Introduction Section
There are two big branches of methods for classification. One is called generative modeling, the other is called discriminative modeling. Logistic regression for classification is a discriminative modeling approach, where we estimate the posterior probabilities of classes given X directly without assuming the marginal distribution on X.
It preserves linear classification boundaries.
A review of the Bayes rule shows that when we use 0-1 loss, we pick the class k that has the maximum posterior probability:
\(\hat{G}(x)= \text{arg } \underset{k}{max}Pr(G=k|X=x) \)
The decision boundary between classes k and l is determined by the equation:
\(Pr(G=k|X=x) =Pr(G=l|X=x) \)
that is, the x's at which the two posterior probabilities of k and l are equal.
If we divide both sides by \(Pr(G = l | X = x)\) and take the log of this ratio, the above equation is equivalent to:
\(\text{log } \frac{Pr(G=k|X=x)}{Pr(G=l|X=x)}=0 \)
Since we want to enforce a linear classification boundary, we assume the function above is linear (below):
\(\text{log } \frac{Pr(G=k|X=x)}{Pr(G=l|X=x)}=a_{0}^{(k,l)}+\sum_{j=1}^{p}a_{j}^{(k,l)}x_j \)
This is the basic assumption of logistic regression (simple indeed).
We use the superscript (k, l) on the coefficients of the linear function because, for every pair of k and l, the decision boundary would be different, determined by the different coefficients.
For logistic regression, there are restrictive relations between \(a ^ { ( k , l ) }\) for different pairs of (k, l). We don't really need to specify this equation for every pair of k and l. Instead, we only need to specify it for K - 1 such pairs.
Assumptions
Let's look at our assumptions. If we take class K as the base class, the assumed equations are:
\(\text{log } \frac{Pr(G=1|X=x)}{Pr(G=K|X=x)}=\beta_{10} + \beta_{1}^{T}x \)
\(\text{log } \frac{Pr(G=2|X=x)}{Pr(G=K|X=x)}=\beta_{20} + \beta_{2}^{T}x \)
\(\vdots\)
\(\text{log } \frac{Pr(G=K-1|X=x)}{Pr(G=K|X=x)}=\beta_{(K-1)0} + \beta_{K-1}^{T}x \)
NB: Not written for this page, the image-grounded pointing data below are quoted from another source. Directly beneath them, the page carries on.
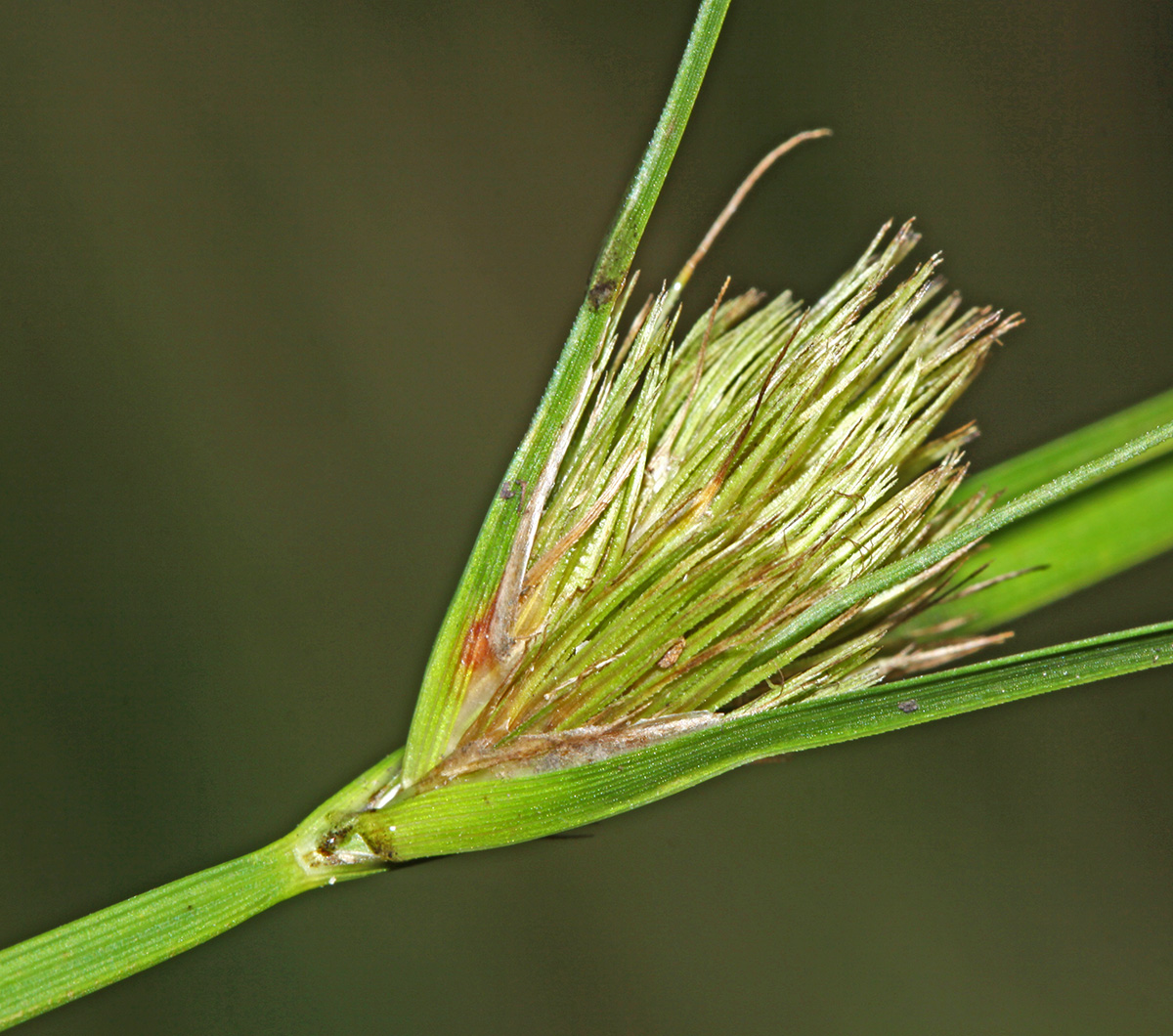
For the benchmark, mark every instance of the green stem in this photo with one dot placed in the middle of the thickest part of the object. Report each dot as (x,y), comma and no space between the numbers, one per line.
(440,696)
(104,947)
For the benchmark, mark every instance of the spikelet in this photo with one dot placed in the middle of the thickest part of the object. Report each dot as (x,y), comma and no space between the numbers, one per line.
(704,494)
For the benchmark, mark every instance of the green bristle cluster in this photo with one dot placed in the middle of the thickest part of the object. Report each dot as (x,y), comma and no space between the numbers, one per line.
(711,492)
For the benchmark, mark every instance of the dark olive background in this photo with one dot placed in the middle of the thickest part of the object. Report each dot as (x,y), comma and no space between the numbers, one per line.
(280,286)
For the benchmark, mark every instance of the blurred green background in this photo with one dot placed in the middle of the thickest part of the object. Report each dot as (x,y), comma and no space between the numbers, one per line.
(281,284)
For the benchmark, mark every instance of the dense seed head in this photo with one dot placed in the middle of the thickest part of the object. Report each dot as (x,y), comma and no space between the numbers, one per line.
(704,494)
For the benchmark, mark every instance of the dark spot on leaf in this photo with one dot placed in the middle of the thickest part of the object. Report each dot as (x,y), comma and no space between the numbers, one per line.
(601,292)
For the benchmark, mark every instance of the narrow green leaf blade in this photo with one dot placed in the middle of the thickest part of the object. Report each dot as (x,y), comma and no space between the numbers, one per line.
(476,814)
(1031,469)
(891,575)
(439,698)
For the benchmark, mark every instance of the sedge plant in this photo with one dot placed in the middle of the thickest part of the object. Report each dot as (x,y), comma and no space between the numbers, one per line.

This indicates that we don't have to specify the decision boundary for every pair of classes. We only need to specify the decision boundary between class j and the base class K. (You can choose any class as the base class - it doesn't really matter.)
Once we have specified the parameters for these K - 1 log ratios, then for any pair of classes (k, l), we can derive the log ratios without introducing new parameters:
\(\text{log } \frac{Pr(G=k|X=x)}{Pr(G=l|X=x)}=\beta_{k0} + \beta_{l0}+(\beta_k - \beta_l)^{T}x \)
Number of parameters: \((K - 1)(p + 1)\).
For convenience, we will denote the entire parameter set by θ and arrange them in this way:
\(\theta =\{ \beta_{10},\beta_{1}^T,\beta_{20},\beta_{2}^T, ... , ,\beta_{(K-1)0},\beta_{K-1}^T\} \)
The log ratios of posterior probabilities are called log-odds or logit transformations.
Under these assumptions, the posterior probabilities are given by the following two equations:
\( Pr(G=k|X=x)=\frac{\text{exp }(\beta_{k0} + \beta_{k}^{T}x)}{1+\sum_{l=1}^{K-1}\text{exp }(\beta_{l0} + \beta_{l}^{T}x)} \text{ for } k = 1, ... , K - 1 \)
\( Pr(G=K|X=x)=\frac{1}{1+\sum_{l=1}^{K-1}\text{exp }(\beta_{l0} + \beta_{l}^{T}x)} \)
For \(Pr(G = k | X = x)\) given above, obviously
- These must sum up to 1: \(\sum_{k=1}^{K} Pr(G=k|X=x)=1 \)
- A simple calculation shows that the assumptions are satisfied.
Comparison with Linear Regression on Indicators
Similarities:
- Both attempt to estimate \(Pr(G = k | X = x)\).
- Both have linear classification boundaries.
- Posterior probabilities sum to 1 across classes.
Difference:
- Linear regression on indicator matrix: approximate \(Pr(G = k | X = x)\) by a linear function of x. \(Pr(G = k | X = x)\) is not guaranteed to fall between 0 and 1.
- Logistic regression: \(Pr(G = k | X = x)\) is a nonlinear function of x. It is guaranteed to range from 0 to 1.